If there is one set of three Ni mesh I would be interested in purchasing a set for $400.00, I believe. If none are available, please put me down on a to-buy list. BTW, the volume of my replication setup is much smaller than that used by Mizuno, so excess power (if any) will be commensurately less.

Several people have stated concerns about placing a thermocouple inside the chamber. I plan on avoiding this problem by using a fused quartz outer tube and an IR thermometer to monitor directly the temperature of the Ni mesh. An inconel sheathed cartridge heater (available from Omega ) will be placed inside the rolled mesh and will be separated from the mesh inside an alumina tube. In previous experiments I did use an internal and exposed heater element (Kanthal) and encountered no outgassing problems. Those experiments were run at 800-1200C, so at the much lower temperatures used in Mizuno replications, an exposed heater element may not cause problems with outgassing or metal vapor pressure.

Jeff

Re halogen heater etc.

Given that Mizuno's SU316 sheath heater (specified at 925C maximum operating temp - though I don't have a spec for the resistive element inside the sheath) generates these spectacular results, I can see no point in varying parameters trying for some other IR source until this is confirmed.

If, in fact, some LENR reaction is triggered by IR than all sorts of optimisation will be possible, fairly easily I'd think. But optimisation does not help you until you have something that definitely works.

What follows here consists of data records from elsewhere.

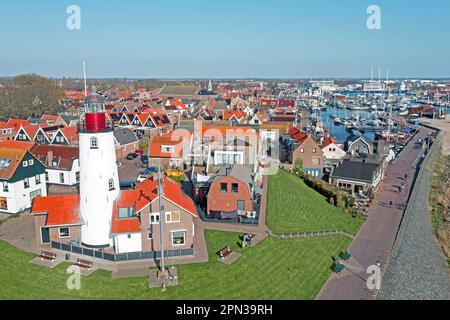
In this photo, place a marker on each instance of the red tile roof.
(227, 114)
(71, 134)
(327, 141)
(126, 199)
(48, 117)
(15, 156)
(61, 210)
(142, 196)
(172, 192)
(63, 155)
(155, 150)
(18, 122)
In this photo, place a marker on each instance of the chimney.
(49, 158)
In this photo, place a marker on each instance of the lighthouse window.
(64, 232)
(94, 143)
(111, 184)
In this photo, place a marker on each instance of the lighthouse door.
(45, 235)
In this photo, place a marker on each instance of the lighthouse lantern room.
(99, 181)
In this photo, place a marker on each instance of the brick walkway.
(376, 238)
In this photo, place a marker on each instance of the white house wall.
(124, 244)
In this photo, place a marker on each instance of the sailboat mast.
(84, 77)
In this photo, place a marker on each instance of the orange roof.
(128, 198)
(172, 192)
(227, 114)
(143, 117)
(327, 141)
(47, 117)
(15, 144)
(32, 130)
(15, 157)
(64, 154)
(225, 131)
(71, 134)
(142, 196)
(17, 122)
(298, 135)
(4, 125)
(155, 150)
(61, 210)
(179, 104)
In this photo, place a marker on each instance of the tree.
(299, 168)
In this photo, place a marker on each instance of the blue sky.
(225, 38)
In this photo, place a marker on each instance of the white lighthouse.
(99, 181)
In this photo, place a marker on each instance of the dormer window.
(94, 143)
(111, 184)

The IR hypothesis can be confirmed or refuted, while keeping 100% Mizuno compatibility, as follows:

• Use two sheath heating elements.
• Compare results driving both equally with given power, or driving just one with the same total power. That will give identical characteristics in every way except the surface temperature of the sheath which will alter the radiative spectrum.
• Work that provides definite answers to hypotheses (like that) is always valuable. Although the confirmation is not definite: it could be some other temperature-dependent interaction between the sheath and the D2 that matters, rather than IR.

THH

@TTHuxleynew

you said:

Given that Mizuno's SU316 sheath heater generates these spectacular results,

How you have reached this conclusion ? what is your reasoning ?

Quote from Cydonia

@TTHuxleynew

you said:

Given that Mizuno's SU316 sheath heater generates these spectacular results,

How you have reached this conclusion ? what is your reasoning ?

Cydonia: I have reached no such conclusion. The R20 results are spectacular, but I'm making the whole of my statement conditional on them being real.

There is a lot of uncertainty here: but also a lot of interesting analysis. For this to work, the things one says need to be made conditional.

Mizuno said (post from Jed) that he uses a sheath heater with an SU316 steel capillary sheath.